Krisis lainnya terjadi pada 25 November 1954, manakala kabinet harus melakukan reshuffle karena keluarnya menteri-menteri PIR sebagai dampak perselisihan internal partai. Zainul Arifin kemudian menjadi satu-satunya perdana menteri hingga kabinetpun dinamai Kabinet Ali-Arifin. Namun, kewenangan mengurusi masalah keamanan tak kunjung dilimpahkan kepadanya. Kabinet memang langsung sibuk melaksanakan Konferensi Asia Afika di Bandung. Lagi-lagi konferensi antar negara-negara baru merdeka dan masih terjajah dari kedua benua ini dikritisi dengan diplesetkan menjadi "Konferensi Asal-Asalan". Padahal banyak negara Afrika yang berhasil mencapai kemerdekaannya karena termotivasi oleh Dasa Sila Bandung.
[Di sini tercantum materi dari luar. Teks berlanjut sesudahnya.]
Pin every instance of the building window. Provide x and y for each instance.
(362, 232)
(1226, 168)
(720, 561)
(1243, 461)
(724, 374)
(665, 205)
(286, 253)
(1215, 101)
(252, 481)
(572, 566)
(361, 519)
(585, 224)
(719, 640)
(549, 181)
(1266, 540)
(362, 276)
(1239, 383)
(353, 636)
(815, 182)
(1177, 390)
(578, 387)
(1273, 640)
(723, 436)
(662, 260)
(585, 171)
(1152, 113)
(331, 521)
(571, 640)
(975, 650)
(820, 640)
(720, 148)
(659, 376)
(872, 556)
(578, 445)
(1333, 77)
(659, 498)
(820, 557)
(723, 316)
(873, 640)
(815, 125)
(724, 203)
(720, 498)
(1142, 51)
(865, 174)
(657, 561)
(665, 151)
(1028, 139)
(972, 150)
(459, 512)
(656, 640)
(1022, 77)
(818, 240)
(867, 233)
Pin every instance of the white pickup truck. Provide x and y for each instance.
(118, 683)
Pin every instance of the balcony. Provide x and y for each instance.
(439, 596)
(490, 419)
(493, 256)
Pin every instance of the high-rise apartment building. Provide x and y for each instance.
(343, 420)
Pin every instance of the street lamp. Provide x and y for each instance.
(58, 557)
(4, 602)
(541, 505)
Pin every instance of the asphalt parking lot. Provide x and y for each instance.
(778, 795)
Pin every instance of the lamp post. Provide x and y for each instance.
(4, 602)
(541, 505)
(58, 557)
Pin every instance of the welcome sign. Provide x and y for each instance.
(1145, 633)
Pemilu pertama, yang sejak 1946 ingin dilaksanakan namun baru terlaksana selama pemerintahan Kabinet Burhanuddin Harahap, sudah dimatangkan persiapannya sejak era Kabinet Ali-Arifin. Sebuah insiden terjadi ketika PBNU menyurati menteri-menteri dalam kabinet untuk menyikapi PKI yang slogan partainya dirasa menyesatkan. Setelah dikonfrontir, akhirnya PKI bersedia mencabut slogan partainya itu. Dalam periode kabinet ini pula Arifin ikut dalam rombongan Presiden melakukan muhibah kenegaraan sekaligus melaksanakan ibadah Haji ke Tanah Suci. Sebelum berangkat, ditengah-tengah kisruh di kalangan militer, Perdana Menteri akhirnya melimpahkan kewenangan sebagai menhan ad interim kepada Zainul Arifin setelah akhirnya Iwa K. mengundurkan diri pada 12 Juli 1955 atas desakan mosi tidak percaya yang diusung Ketua Seksi Keamanan parlemen, Zainul Baharuddin. Namun, dua hari setelah rombongan Presiden berangkat Kabinet Ali-Arifin membubarkan diri.